We also considered a follow-up of at least two years on average because incidence of diabetes could alter approximately two years after modification of lifestyle.16 17 We extracted information in a standardised manner in duplicate, including baseline personal information such as body mass index, and duration of follow-up, exclusion criteria, sample size, loss to follow-up, assessments of beverage consumption and incident type 2 diabetes, types of beverage consumed, measures of prospective associations with 95% confidence intervals, covariates evaluated, and sources of funding.
We extracted measures of associations that were the most adjusted for sociodemographic and lifestyle factors, with and without further adjustment for adiposity measures.

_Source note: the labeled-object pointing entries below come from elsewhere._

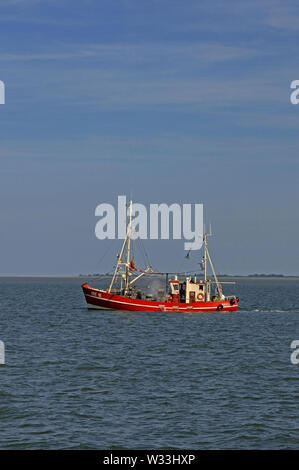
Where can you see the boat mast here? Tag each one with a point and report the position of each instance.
(207, 258)
(127, 274)
(119, 261)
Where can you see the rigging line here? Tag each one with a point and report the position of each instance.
(106, 252)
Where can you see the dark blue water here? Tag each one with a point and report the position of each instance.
(79, 379)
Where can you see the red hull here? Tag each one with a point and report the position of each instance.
(103, 300)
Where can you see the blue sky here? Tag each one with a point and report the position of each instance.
(171, 101)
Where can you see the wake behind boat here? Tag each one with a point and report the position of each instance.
(180, 294)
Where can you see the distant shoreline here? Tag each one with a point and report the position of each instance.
(107, 276)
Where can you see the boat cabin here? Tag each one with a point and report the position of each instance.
(187, 291)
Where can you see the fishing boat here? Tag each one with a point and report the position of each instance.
(178, 294)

We specifically aimed to meta-analyse the associations with and without adjustment for adiposity, because the association may be both mediated and confounded by this factor.
To provide policy relevant measures, we then used the result of the meta-analysis for sugar sweetened beverages to estimate the population attributable fraction for the 10 year risk of developing type 2 diabetes due to consumption of sugar sweetened beverages in contemporary populations of the United States and United Kingdom, where approximately half of each population in recent years consumed sugar sweetened beverages.1 10 Following the PRISMA guidelines15 and the protocol (not registered, available on request), we identified relevant studies through hand searches and systematic searches of four databases on (updated on 10 February 2014): Pub Med, Embase, Ovid, and Web of Knowledge.
In addition we contacted authors of cohorts that did not meet eligibility criteria but could be eligible on the provision of additional information (see supplementary table S1).
We examined risks of bias in concordance with the Cochrane tools, including a Cochrane risk of bias assessment tool for non-randomised studies of interventions.19 20 21 Seven domains were assessed: confounding, selection, exposure measurement, misclassification over time, missing data, outcome measurement, and selective reporting.
Statistical details are described in the supplementary information.